Por Izabel Gurgel (*)
O que podemos aprender com mulheres rendeiras? Na aula inaugural da
especialização em Cultura e Meio Ambiente do IFPe, em Recife, antes da pandemia,
nossa fala se entrelaçava com outras, sobre saberes e práticas aplicadas de
conhecimentos. O encontro se desdobrou em percursos na sala de aula que é o
mundo, como as visitas às casas-ateliês da Tracunhaém feita a mão, moldada no
barro, com o fogo de forno tão aceso e cotidiano, a queimar, a fazer arder
argila, água e ar. E a parada em Bezerros, uma iniciação ao memorial do
xilógrafo J. Borges, casa, oficina, espaço expositivo, loja.
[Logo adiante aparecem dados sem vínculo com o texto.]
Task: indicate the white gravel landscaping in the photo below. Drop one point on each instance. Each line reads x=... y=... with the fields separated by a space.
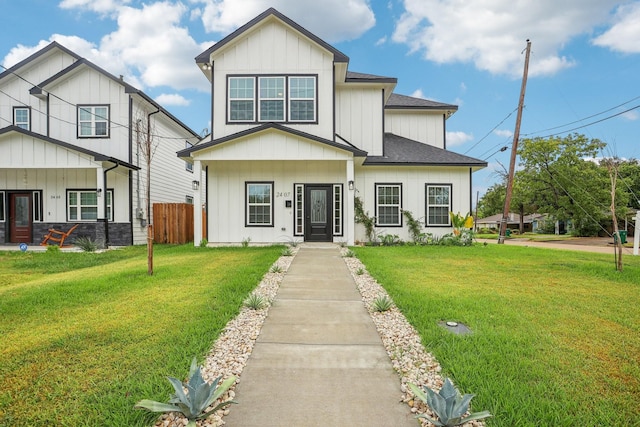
x=233 y=348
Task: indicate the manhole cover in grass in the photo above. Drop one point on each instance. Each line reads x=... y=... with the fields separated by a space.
x=455 y=327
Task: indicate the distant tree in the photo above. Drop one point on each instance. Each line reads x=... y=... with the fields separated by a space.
x=560 y=176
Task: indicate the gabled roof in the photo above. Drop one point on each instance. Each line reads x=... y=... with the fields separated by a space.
x=40 y=88
x=337 y=55
x=98 y=157
x=42 y=52
x=403 y=151
x=409 y=102
x=202 y=146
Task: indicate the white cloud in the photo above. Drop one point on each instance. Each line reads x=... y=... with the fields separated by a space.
x=458 y=138
x=504 y=133
x=331 y=20
x=631 y=115
x=99 y=6
x=492 y=34
x=172 y=99
x=624 y=35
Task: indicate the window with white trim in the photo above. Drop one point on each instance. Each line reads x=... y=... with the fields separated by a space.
x=337 y=209
x=299 y=209
x=93 y=121
x=259 y=197
x=2 y=219
x=22 y=117
x=389 y=205
x=241 y=99
x=271 y=99
x=277 y=99
x=438 y=201
x=83 y=205
x=302 y=99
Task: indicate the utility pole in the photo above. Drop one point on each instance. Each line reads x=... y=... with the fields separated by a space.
x=514 y=148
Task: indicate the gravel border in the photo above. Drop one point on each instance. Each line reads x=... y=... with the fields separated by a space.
x=410 y=360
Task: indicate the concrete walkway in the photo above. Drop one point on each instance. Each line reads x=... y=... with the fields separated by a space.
x=319 y=360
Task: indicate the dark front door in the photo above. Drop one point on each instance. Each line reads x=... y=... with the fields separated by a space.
x=317 y=211
x=20 y=217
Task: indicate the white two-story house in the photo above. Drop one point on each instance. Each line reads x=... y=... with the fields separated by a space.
x=296 y=137
x=72 y=152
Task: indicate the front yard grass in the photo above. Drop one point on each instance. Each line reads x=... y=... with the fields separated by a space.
x=556 y=334
x=85 y=336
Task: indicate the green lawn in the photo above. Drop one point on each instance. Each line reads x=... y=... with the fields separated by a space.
x=85 y=336
x=556 y=334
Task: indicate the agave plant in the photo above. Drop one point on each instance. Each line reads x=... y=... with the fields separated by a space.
x=448 y=405
x=199 y=396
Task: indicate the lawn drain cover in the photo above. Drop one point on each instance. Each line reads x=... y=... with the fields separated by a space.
x=455 y=327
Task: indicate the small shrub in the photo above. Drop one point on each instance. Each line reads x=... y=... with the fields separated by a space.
x=86 y=244
x=275 y=269
x=194 y=403
x=255 y=301
x=382 y=303
x=448 y=405
x=349 y=254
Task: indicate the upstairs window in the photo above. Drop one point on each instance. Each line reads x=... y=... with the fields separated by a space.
x=93 y=121
x=252 y=99
x=438 y=199
x=22 y=117
x=241 y=99
x=271 y=99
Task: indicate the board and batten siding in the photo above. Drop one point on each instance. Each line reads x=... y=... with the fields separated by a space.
x=413 y=180
x=226 y=195
x=359 y=117
x=253 y=53
x=418 y=126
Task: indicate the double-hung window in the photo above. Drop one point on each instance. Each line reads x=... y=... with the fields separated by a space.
x=389 y=205
x=241 y=99
x=438 y=200
x=302 y=99
x=272 y=98
x=93 y=121
x=259 y=207
x=83 y=205
x=22 y=117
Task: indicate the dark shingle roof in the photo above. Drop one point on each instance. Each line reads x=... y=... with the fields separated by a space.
x=403 y=101
x=354 y=77
x=403 y=151
x=267 y=126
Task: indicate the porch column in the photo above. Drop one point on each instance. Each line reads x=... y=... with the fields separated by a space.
x=197 y=203
x=102 y=194
x=350 y=205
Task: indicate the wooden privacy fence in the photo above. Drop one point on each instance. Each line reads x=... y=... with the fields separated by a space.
x=173 y=223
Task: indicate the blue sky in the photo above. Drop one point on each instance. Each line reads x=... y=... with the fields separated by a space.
x=584 y=67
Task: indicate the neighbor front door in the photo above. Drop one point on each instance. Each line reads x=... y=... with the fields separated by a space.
x=318 y=213
x=20 y=217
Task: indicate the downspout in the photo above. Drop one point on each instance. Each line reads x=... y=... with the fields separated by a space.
x=104 y=203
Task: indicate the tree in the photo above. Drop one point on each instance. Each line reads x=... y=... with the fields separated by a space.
x=560 y=176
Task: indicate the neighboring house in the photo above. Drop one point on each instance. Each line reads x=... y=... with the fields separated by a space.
x=296 y=137
x=530 y=223
x=69 y=135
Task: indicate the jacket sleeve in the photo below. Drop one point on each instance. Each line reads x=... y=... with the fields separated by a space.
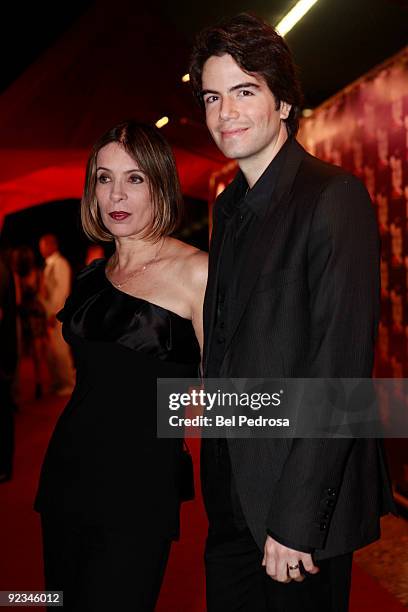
x=343 y=275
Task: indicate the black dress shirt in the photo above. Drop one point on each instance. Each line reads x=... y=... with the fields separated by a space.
x=221 y=498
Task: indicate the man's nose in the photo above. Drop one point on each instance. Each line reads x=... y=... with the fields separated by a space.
x=228 y=109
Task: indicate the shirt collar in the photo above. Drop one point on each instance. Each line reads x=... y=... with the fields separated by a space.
x=258 y=198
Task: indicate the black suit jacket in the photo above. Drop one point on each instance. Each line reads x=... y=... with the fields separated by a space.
x=307 y=306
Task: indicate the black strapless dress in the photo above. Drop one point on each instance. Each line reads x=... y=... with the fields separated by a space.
x=104 y=463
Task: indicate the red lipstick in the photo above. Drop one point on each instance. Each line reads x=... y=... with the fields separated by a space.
x=119 y=215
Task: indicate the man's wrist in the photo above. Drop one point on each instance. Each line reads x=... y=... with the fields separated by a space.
x=300 y=547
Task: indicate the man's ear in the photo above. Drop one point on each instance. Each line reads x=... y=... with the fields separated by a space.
x=284 y=110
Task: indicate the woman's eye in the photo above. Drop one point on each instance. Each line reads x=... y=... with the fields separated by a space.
x=136 y=178
x=103 y=178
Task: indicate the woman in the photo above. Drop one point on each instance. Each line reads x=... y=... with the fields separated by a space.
x=109 y=489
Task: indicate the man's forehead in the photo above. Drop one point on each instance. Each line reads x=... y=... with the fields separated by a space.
x=226 y=71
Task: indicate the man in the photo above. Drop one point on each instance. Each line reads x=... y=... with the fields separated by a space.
x=293 y=291
x=56 y=287
x=8 y=363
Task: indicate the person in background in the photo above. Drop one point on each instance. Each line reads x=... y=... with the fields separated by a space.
x=8 y=363
x=55 y=290
x=31 y=311
x=94 y=251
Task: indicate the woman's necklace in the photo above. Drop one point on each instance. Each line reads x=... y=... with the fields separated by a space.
x=139 y=270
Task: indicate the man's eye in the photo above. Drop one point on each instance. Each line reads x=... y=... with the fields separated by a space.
x=103 y=178
x=136 y=179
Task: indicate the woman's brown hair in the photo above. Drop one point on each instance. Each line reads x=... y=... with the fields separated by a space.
x=154 y=157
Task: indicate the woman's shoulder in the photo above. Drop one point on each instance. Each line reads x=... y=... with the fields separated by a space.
x=187 y=258
x=96 y=264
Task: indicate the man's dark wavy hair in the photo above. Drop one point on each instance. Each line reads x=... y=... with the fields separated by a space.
x=257 y=49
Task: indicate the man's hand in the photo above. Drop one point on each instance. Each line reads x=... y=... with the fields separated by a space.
x=277 y=559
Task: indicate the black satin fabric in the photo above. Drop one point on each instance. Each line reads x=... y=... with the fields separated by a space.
x=104 y=463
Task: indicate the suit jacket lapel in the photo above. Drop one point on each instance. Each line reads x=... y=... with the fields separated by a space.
x=262 y=234
x=216 y=247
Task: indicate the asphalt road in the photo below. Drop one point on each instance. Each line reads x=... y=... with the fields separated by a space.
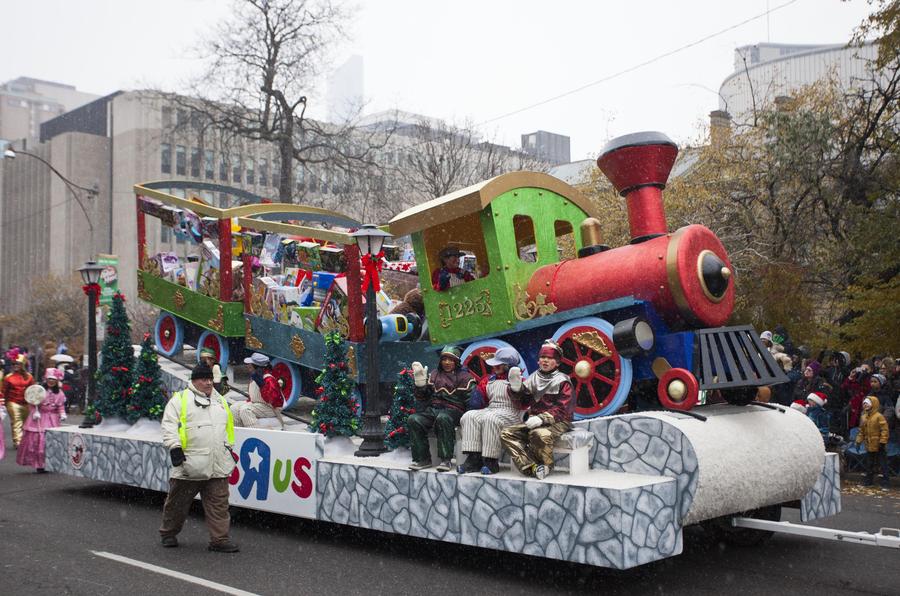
x=51 y=526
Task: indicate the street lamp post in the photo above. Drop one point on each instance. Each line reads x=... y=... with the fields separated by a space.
x=90 y=275
x=11 y=153
x=370 y=239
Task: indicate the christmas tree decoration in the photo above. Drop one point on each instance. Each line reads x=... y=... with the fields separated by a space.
x=117 y=369
x=337 y=411
x=395 y=431
x=148 y=396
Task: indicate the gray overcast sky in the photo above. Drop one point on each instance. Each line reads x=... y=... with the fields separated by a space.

No IFPe, falei sobre meu encontro com labirinteiras de Canoa
Quebrada, as do fazer a renda bordada ou o bordado rendando de nome labirinto,
do meu espanto renovado a cada visita à Casa de José de Alencar, em Fortaleza,
atraída pelas coleções de renda ali guardadas. Linhas para desenhar melhor
nossas perguntas. Com livros e xilos, esculturas, pinturas, fotografias (álbuns
domésticos de viagem, caixas e envelopes com fotos de família, registros de
profissionais), a vontade de escutar as rendeiras era um convite ao labirinto
das rendas. Digo rendas e rendeiras, acervos do mundo no Ceará.
Mulheres estão em todas as frentes da vida Tremembé. São lideranças
desde as primeiras manifestações reivindicando afirmação como povo indígena, o
que no Ceará começa a ganhar visibilidade na década de 1980. Até os dias
atuais, com a assinatura, em março de 2023, da homologação da terra como
direito garantido pela Constituição de 1988, as mulheres são lideranças na
Barra do Mundaú, em Itapipoca.
O Movimento Cunhã Porã pauta as chamadas questões de gênero.
Mulheres fortalecem práticas ancestrais de relação com o sagrado. Dirigem a
Escola Indígena Brolhos da Terra. Junto ao Conselho Tremembé, cuidam da
organização da vida do e no território, com atuações para além dele.
Do alimento à medicina, da política à educação, a complexidade do
dia-a-dia passa também pelo ofício de fazer as rendas de almofada. Rendeiras
Tremembé, ô vontade de percorrer as quatro aldeias ouvindo cada uma de vocês. E
voltar à Canoa, e percorrer ruas e becos escutando labirinteiras.
Adriana Tremembé e Herbene Rosa Tremembé são as lideranças
reconhecidas dentro e fora do território. Aprenderam a fazer renda ainda
criança. Tornaram-se professoras da escola pública do lugar. Adriana é guardiã
de práticas da encantaria. Herbene, da casa-sede da Festa da Farinhada. Têm,
incorporados, os ciclos de vida-morte-vida da natureza, vividos na produção do
alimento, da cura e do cuidado pessoal, da casa, do território. Como a rendeira
e rezadeira octogenária Maria Pedro dos Santos, mantém vivos conhecimentos que
nos antecedem e nos ultrapassam. Acompanhei Adriana na cozinha comunitária,
antes da inauguração da casa de cura, na feitura de batiputá, usado para
alimentar e sarar.
São guardiãs dos enlaces e cruzamentos que desenham futuros, como o
trocar de bilros desenha a renda. Um dos sons do território, o do manuseio dos
bilros na feitura da renda de almofada, é leitura da natureza. Quando encontrar
uma rendeira, escute-a. O mundo vive dando resposta. O que demora é o tempo das
perguntas, li em algum ponto da renda de José Saramago.
(*) Jornalista de O Povo.
Fonte: Publicado In: O Povo, de 21/07/24. Vida & Arte, p.2.